Generating text inputs for testing mobile applications using GPT-3

A team of researchers from the Chinese Academy of Sciences and Monash University have presented a new approach to generating text input for mobile application testing based on a pre-trained large language model (LLM). Dubbed QTypist, the approach was evaluated on 106 Android applications and automated test tools, showing significant improvements in testing performance.
According to the researchers, one of the main barriers to automating mobile app testing is the need to generate text input, which can be challenging even for human testers. This is due to the fact that different categories of input may be required, including geographic locations, addresses, health measures, and relationships between different inputs required on successive input pages, resulting in validation constraints. Furthermore, as one of the authors of the paper explains Twitterinput in one application view determines which additional views are displayed.
Large language models (LLMs) such as BERT and GPT-3 have been shown to be able to write essays, answer questions, and generate source code. QTypist attempts to leverage the ability of LLMs to understand input instructions from a mobile application to generate meaningful output that is used as text input to the application.

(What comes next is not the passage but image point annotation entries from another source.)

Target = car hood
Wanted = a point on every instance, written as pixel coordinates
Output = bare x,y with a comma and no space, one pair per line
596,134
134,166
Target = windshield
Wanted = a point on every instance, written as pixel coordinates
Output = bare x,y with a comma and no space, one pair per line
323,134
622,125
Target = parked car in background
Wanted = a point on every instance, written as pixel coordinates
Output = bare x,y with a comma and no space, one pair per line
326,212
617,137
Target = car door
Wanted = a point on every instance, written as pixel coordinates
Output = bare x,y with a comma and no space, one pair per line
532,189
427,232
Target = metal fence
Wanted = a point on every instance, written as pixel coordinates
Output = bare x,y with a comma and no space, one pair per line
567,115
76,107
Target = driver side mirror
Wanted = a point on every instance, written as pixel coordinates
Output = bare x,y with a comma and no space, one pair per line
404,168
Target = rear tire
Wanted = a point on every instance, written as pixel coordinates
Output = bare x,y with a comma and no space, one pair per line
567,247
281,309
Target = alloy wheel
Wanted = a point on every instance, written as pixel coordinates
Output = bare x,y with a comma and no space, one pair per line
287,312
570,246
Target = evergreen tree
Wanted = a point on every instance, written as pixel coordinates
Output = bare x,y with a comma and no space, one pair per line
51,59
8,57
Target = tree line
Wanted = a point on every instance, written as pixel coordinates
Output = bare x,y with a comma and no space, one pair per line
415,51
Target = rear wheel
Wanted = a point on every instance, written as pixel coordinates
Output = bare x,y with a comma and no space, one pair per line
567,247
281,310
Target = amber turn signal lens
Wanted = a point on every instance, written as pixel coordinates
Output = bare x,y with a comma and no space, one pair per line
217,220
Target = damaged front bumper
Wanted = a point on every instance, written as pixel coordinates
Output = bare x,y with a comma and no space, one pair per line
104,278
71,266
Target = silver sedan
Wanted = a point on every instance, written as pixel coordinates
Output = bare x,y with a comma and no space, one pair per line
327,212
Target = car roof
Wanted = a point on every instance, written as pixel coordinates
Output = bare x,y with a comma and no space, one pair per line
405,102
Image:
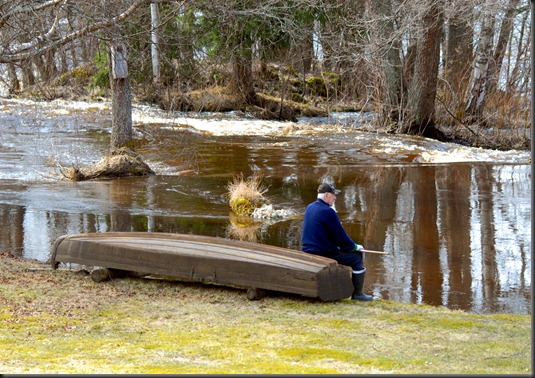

Given a GUI page with text input and its associated view hierarchy file, we first extract context information for text input and design language patterns to generate prompts for input into LLM. To enhance the performance of LLM in mobile input scenarios, we develop a prompt-based data editing and tuning method that automatically constructs prompts and responses for model tuning.
In the first step, QTypist uses a GUI testing tool to extract the context information of the GUI view, including metadata associated with input widgets such as user tips, context information associated with nearby widgets, and global context such as activity name.
The prompt generation step relies on the three categories of extracted information to generate prompts based on patterns determined by language authors working on a set of 500 reference applications.
This process comes up with 14 language samples related to input widget, local context and global context. […]. The input widget patterns specifically define what to input into the widget, and we use keywords such as noun ( widget[n]), verb (widget[v]) and preposition (widget[prep]) to design the sample.
The prompt data set is finally used as input to GPT-3, whose output is used as input content. The effectiveness of this approach was evaluated by comparing it to the baselines of several alternative approaches, including DroidBot, Humanoid, and others, as well as human evaluation of the quality of the generated input. In addition, researchers evaluated the usability of 106 Android apps on Google Play by integrating QTypist with automated testing tools. In all cases, they claim, QTypist was able to improve the performance of existing approaches.
While the initial work of the research team behind QTypist shows promise, further work is needed to extend it to cases where the application does not provide enough context information, and beyond GUI testing.